Credential-Stealing Crew Spoofs VPN Clients from Cisco, Fortinet, and Others
Credential-Stealing Crew Spoofs VPN Clients 🚨
A group of cybercriminals tracked as Storm-2561 is using fake enterprise VPN clients from CheckPoint, Cisco, Fortinet, Ivanti, and other vendors to steal users’ credentials, according to Microsoft. Storm-2561 is a relatively new criminal gang that has been around since May 2025 and typically uses SEO positioning and vendor impersonation to distribute malware. This campaign, which started in mid-January, is no different.

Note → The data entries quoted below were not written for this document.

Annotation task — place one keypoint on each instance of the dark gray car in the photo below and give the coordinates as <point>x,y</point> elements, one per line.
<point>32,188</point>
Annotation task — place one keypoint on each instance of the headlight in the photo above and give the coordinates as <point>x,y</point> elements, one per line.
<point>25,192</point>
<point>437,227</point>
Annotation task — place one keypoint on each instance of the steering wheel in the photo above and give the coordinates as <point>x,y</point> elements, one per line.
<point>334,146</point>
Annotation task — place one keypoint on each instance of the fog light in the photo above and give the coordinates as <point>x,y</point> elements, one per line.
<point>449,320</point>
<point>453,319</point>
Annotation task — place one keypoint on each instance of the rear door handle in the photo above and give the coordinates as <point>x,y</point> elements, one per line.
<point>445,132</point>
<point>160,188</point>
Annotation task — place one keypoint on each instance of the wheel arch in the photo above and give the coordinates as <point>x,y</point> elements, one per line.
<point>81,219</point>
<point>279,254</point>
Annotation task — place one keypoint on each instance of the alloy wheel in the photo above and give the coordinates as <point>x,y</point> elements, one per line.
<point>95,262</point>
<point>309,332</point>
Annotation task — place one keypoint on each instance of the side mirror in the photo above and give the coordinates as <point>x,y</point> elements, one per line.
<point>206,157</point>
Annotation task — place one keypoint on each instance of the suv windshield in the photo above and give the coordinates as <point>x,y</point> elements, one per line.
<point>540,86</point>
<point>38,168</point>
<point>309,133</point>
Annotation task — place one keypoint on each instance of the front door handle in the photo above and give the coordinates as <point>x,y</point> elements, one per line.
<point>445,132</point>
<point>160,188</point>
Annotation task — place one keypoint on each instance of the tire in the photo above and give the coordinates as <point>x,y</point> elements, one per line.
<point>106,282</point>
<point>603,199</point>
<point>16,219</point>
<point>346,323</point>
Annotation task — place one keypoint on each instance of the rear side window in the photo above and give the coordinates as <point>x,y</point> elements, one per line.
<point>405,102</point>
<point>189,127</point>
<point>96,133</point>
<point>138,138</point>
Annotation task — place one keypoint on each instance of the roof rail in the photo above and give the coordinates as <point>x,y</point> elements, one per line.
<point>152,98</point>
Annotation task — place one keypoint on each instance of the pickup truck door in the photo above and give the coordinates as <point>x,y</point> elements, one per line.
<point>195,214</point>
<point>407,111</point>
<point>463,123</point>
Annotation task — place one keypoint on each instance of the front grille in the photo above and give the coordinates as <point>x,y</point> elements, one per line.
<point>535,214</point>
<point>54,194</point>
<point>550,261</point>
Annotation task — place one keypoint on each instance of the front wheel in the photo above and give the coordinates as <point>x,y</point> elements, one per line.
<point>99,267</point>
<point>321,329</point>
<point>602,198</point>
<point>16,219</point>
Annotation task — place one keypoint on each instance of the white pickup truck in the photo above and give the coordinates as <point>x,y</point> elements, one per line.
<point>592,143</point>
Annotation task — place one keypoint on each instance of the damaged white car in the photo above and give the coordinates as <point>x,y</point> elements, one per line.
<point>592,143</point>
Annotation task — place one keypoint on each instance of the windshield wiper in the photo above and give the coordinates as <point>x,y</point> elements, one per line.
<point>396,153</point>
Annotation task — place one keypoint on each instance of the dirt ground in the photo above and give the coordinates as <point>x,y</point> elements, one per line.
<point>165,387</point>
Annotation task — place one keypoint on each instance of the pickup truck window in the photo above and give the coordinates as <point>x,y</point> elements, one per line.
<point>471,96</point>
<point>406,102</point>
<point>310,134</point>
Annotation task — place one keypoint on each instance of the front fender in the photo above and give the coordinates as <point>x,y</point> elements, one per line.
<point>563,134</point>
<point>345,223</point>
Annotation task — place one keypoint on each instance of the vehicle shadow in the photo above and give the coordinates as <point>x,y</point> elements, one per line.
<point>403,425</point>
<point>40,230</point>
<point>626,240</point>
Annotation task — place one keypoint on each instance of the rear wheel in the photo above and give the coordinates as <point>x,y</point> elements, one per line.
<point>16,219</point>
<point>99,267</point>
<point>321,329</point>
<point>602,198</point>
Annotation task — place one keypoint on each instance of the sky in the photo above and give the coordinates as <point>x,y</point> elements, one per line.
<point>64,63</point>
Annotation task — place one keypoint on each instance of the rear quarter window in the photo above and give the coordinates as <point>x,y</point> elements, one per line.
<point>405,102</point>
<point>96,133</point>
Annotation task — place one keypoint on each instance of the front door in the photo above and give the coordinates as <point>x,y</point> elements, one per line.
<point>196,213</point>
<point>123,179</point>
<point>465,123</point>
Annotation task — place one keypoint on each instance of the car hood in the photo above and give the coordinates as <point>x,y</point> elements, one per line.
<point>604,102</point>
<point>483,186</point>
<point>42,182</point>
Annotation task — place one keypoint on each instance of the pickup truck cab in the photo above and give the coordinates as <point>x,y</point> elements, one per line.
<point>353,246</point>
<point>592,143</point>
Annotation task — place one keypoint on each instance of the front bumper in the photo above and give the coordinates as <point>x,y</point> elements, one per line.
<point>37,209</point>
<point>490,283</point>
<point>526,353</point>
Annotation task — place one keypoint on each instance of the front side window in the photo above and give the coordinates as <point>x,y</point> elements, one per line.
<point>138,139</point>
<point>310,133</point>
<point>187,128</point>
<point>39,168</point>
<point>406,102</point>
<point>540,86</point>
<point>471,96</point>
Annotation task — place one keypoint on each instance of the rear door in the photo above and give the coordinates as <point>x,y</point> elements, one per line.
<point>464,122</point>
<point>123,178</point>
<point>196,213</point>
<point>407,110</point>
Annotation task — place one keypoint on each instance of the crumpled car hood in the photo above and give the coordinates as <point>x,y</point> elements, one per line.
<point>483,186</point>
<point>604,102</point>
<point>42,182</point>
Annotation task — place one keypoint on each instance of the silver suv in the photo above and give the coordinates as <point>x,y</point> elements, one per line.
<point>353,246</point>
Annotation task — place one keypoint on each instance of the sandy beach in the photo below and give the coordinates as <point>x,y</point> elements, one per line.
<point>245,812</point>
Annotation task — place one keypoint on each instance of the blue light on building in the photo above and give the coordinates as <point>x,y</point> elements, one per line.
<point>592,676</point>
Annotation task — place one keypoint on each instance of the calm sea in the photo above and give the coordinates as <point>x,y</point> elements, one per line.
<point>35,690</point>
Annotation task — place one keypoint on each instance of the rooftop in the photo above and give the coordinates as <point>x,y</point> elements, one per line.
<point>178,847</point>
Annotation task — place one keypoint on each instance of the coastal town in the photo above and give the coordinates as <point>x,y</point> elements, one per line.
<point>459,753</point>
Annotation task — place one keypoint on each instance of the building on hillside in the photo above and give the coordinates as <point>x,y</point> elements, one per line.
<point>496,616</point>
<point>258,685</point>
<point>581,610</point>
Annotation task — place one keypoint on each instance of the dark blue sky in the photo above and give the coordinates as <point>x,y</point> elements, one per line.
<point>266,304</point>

The crew gains initial access to victims by manipulating search results and pushes malicious websites masquerading as enterprise VPN updates to the top of the list. So when a user searches for a VPN client such as “Pulse VPN download” or “Pulse Secure client,” the top results point to a spoofed website mimicking the real vendor’s page. These include products from SonicWall, Sophos, and WatchGuard, in addition to the VPN vendors listed above. Clicking on the link redirects users to a malicious GitHub repository that hosts the fake VPN clients disguised as Microsoft Windows Installer (MSI) files. Microsoft has observed spoofing of various VPN software brands and has noted the GitHub link at the following two domains: vpn-fortinet.com and ivanti-vpn.org. The GitHub repositories have since been taken down.
The installer sideloads malicious dynamic link library (DLL) files, dwmapi.dll and inspector.dll, during installation, and the phony VPN software prompts the user to enter their credentials. This captures the usernames and passwords, sending them to an attacker-controlled command-and-control server, all while appearing to be a legitimate client application. The MSI file and malicious DLLs are signed with a valid - and now revoked - digital certificate from Taiyuan Lihua Near Information Technology Co., Ltd. Immediately after a user enters their credentials into the fake sign-in page, the application displays an error message saying the installation failed, and then instructs the victim to download the legitimate VPN client from the vendor’s official website. If users successfully install and use legitimate VPN software afterward, and the VPN connection works as expected, there are no indications of compromise to the end user. Users are likely to attribute the initial installation failure to technical issues, not malware.
To prevent credential theft, enforce multi-factor authentication (MFA) on all accounts. Make sure to remove users excluded from MFA, and require MFA from all devices, everywhere, at all times. Additionally, remind employees NOT to store workplace credentials in browsers or password vaults secured with personal credentials.